The Italian Parliament annoys me tremendously. Not for substantial reasons (though it might also annoy me for that reason), but for technical reasons.
They have some nicely formatted XML files for the resoconti (minutes) of each parliamentary sitting.
But their voting information is stuck in crappy PDFs.
Grrr.
So, I have to
- download all the PDF files using a horrible bash script;
- convert them to XML (
for file in *.pdf; do pdftohtml -xml "$file"; done) - examine the XML file to find out where the column breaks are
- write a perl script to parse the files using this information
…and then merge them.
Dear Chris,
may I ask you where in Italian Parliament’s website you find the XML files quoted in your post? Thanks a lot.
Link | September 16th, 2009 at 10:12 am
Sure — http://www.camera.it -> Documenti -> Resoconti, then pick a month and a seduta from the drop down menu. When you click on a seduta, you’ll see in the left-hand bar, “Resoconto in formato XML”. If you want to download them all (and have a linux-ish system).

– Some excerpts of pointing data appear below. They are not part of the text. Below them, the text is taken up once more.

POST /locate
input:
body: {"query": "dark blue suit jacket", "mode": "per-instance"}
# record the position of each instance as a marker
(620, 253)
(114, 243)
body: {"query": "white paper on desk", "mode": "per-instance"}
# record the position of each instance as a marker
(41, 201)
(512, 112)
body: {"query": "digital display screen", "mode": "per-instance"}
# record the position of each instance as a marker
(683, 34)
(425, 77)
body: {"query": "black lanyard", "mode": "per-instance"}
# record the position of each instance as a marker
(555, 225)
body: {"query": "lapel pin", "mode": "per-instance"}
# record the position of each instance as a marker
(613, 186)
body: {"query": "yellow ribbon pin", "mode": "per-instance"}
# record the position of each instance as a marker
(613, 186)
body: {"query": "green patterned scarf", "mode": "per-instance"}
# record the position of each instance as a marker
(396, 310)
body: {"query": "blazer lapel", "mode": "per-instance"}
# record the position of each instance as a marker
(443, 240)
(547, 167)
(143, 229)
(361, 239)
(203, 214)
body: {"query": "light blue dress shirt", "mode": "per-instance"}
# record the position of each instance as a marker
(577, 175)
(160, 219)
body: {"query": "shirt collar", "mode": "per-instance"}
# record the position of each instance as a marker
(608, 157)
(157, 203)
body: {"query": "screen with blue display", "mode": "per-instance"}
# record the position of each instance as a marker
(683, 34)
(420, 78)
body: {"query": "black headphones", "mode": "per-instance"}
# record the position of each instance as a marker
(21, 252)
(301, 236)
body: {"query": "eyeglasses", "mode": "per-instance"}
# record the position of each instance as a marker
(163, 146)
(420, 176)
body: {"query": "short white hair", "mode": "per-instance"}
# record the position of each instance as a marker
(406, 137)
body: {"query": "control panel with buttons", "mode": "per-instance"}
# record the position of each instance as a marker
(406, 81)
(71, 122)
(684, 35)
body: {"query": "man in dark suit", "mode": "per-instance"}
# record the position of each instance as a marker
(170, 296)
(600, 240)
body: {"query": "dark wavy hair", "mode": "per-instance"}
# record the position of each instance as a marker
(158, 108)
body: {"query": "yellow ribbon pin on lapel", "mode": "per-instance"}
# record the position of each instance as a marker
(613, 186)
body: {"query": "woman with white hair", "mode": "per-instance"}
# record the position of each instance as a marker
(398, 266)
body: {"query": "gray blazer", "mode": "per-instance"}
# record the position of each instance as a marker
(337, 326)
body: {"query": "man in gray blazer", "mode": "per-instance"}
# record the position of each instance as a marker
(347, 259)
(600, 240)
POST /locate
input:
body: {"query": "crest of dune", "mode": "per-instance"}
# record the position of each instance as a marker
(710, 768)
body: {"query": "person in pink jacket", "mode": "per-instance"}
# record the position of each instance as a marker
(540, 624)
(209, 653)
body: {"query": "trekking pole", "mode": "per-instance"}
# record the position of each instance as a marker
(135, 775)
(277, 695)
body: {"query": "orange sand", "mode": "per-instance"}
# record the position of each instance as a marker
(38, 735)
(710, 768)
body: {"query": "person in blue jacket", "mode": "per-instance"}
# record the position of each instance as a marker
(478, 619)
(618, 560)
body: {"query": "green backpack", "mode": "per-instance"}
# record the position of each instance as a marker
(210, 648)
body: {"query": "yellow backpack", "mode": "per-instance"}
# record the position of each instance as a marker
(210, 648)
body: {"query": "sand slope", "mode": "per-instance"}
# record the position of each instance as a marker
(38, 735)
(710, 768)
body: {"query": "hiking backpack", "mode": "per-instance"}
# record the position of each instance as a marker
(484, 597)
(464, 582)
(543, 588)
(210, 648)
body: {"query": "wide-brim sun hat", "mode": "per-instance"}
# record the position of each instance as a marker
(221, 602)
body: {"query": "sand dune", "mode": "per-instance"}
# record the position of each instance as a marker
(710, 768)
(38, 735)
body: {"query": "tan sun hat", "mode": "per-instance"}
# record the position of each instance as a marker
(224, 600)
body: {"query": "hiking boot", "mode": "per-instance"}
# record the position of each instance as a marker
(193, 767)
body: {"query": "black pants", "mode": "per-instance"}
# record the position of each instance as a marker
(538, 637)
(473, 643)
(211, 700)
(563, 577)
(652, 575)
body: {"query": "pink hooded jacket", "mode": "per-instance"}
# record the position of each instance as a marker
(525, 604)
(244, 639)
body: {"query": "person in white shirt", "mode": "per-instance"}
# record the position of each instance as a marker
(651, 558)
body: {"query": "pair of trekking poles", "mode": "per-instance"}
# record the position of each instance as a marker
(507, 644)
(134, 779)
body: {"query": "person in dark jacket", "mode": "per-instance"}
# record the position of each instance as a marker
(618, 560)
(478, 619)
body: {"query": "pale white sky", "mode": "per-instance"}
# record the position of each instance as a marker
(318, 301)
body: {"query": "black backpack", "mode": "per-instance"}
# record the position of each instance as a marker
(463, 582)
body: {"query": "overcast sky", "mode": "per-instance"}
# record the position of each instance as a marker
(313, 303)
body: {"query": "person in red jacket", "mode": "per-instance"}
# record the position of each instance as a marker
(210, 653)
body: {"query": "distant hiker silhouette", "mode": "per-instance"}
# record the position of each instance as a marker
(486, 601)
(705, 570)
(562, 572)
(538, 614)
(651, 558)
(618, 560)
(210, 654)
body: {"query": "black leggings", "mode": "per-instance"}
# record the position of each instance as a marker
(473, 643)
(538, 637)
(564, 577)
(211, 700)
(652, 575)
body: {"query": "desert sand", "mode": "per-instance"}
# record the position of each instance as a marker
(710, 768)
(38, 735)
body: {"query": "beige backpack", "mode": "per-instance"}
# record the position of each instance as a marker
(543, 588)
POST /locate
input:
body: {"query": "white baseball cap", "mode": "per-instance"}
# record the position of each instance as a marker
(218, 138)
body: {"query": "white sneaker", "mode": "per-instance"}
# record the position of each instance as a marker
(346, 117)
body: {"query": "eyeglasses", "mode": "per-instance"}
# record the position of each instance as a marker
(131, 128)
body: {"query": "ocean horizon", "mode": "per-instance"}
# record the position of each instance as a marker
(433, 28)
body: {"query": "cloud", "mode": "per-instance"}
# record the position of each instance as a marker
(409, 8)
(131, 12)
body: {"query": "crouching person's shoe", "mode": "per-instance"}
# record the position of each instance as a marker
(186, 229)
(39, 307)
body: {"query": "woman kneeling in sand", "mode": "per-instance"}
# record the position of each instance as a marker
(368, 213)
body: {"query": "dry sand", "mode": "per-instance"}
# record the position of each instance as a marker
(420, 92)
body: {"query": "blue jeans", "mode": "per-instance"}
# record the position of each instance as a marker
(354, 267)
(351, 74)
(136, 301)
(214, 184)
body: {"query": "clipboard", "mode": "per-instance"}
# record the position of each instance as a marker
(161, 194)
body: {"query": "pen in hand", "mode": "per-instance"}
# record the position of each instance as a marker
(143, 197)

for i in 1:213; do wget “http://documenti.camera.it/apps/resoconto/getXmlStenografico.aspx?idNumero=$i&idLegislatura=16″; done.
Link | September 16th, 2009 at 1:02 pm
Hi,
what infos are you looking for exactly ?
do you know about this project ?
http://parlamento.openpolis.it
they seem to have voting details and some
way to make them accessible.
my 2c,
Andrea
Link | September 20th, 2009 at 10:08 pm